Ce même jour, le ministre de l'Économie et des Finances, Bruno Le Maire, a jugé qu'il serait "utile" de revoir les règles d'implantation des usines sensibles. Dès samedi, plusieurs syndicats, dont la CGT et Solidaires, mais aussi des associations écologistes (Greenpeace, France nature environnement) avaient appelé à manifester mardi à 18h devant le palais de justice de Rouen, exigeant "une transparence complète" sur cet accident industriel. Dans un communiqué commun, ils regrettent que "la liste des produits qui ont brûlé n'ait pas été communiquée". La CGT rappelle en outre que "par le passé, la préfecture de Rouen puis la ministre de l'Écologie avaient déjà caché des informations sur les risques encourus notamment lors de l'épisode du nuage de Mercaptan en 2013" après un incident dans cette même usine, "en ne diffusant pas les informations nécessaires sur la composition du nuage et sur les risques pour la population".

Demande de commission d'enquête parlementaire

Dans la soirée, plusieurs députés de gauche ont réclamé une commission d'enquête parlementaire. "Il faut toute la vérité sur #Lubrizol.
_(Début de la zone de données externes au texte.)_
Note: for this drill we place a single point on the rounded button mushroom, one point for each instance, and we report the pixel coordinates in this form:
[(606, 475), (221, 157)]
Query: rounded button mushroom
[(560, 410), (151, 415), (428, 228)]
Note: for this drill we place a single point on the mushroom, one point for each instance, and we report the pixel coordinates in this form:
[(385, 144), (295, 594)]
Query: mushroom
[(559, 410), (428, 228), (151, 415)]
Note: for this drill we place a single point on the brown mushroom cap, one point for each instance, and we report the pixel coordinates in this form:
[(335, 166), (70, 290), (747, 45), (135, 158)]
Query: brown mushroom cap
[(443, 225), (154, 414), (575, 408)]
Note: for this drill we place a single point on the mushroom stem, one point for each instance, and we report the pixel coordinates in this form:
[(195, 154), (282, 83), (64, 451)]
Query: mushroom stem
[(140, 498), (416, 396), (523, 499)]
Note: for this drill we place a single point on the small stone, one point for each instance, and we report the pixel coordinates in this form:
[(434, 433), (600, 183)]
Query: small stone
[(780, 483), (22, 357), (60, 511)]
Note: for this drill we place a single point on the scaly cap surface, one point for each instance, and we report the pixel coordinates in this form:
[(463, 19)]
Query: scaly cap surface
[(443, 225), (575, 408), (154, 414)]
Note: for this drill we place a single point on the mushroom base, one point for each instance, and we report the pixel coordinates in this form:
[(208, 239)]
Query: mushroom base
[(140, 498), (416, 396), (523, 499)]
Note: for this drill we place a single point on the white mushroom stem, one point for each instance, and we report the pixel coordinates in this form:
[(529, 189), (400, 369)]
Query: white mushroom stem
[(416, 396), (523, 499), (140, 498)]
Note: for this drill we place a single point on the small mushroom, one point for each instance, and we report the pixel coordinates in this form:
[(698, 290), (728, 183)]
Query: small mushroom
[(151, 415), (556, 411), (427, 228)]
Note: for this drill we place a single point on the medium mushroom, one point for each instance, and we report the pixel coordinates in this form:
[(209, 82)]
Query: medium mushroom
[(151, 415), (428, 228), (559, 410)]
Comme pour #AZF il y a 17 ans, une commission d'enquête parlementaire doit être ouverte dès la semaine prochaine", a plaidé Olivier Faure, numéro un du PS, sur Twitter. Sur France 3, dimanche, la présidente du Rassemblement national, Marine Le Pen, s'est  interrogée "sur la qualité des contrôles effectués" dans cette usine chimique. "Il y a une dérive dans notre pays qui consiste à transmettre à des structures privées le soin d'assurer le contrôle de toute une série de structures dangereuses. C'est à l'État de le faire. L'État est le gage de la neutralité", a-t-elle estimé.